CONGO SQUARE
Congo Square, on Rampart Street in New Orleans, is a place of special significance for lovers of modern American music. A statue of ‘Satchmo’ stands in what is now called Louis Armstrong Park, near the Municipal Auditorium, and this location is the birthplace of The New Orleans Jazz and Heritage Festival. Back in the 50s, Cosimo Matassa‘s little J&M Studio across the street resounded to the music that made the world dance, as Roy Brown, Fats Domino and Smiley Lewis made their rocking records and Allen Toussaint, Dave Bartholomew and side-men like Dr. John and Earl Palmer learned their trade. Almost two Centuries previously, a different but equally spectacular kind of musical performance took place in Congo Square that brought tourists to New Orleans’ Vieux Carré, much as it does today.

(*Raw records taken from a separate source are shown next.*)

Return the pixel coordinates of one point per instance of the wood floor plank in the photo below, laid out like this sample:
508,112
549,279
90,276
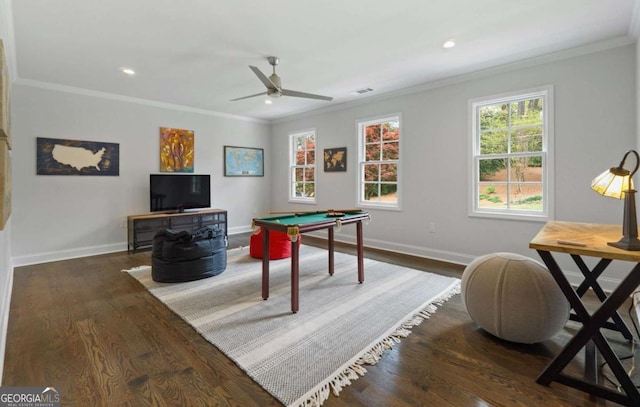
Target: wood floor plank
96,334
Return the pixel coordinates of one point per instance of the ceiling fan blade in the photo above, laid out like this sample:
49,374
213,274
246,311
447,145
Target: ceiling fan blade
287,92
250,96
263,78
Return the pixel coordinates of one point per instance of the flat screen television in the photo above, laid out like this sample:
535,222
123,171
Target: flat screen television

Many instruments of African origin were played there, not just the wide variety of drums, although it was the massed drumming and wild dancing that became a tourist attraction. Stringed instruments like the ‘bania’, a three or four-stringed Senegalese lute with a calabash ‘body’, a pre-cursor of the banjo; the ‘balafon’, a wooden marimba; reed flutes and ‘quills’, and ‘one-string fiddles’ played with a bow, were among the many imported instruments to bring African melodies to New Orleans. Although the international slave trade was abolished in the early 1800s, illegal trading went on up to the Civil War, so for almost a hundred years melodies from all over West and Central Africa might have first reached American ears at Congo Square. During the rise of ‘Minstrel Music’ in the 1830s, with ‘blackface’ performers singing popular songs like ‘Jump Jim Crow’, a typical band might comprise banjo, fiddle, tambourine and ‘bones’ (polished sheep ribs), which is very close to the African ‘bania’, ‘soku’ (a bowed one-string ‘chordophone’), gourd drum and ‘bones’.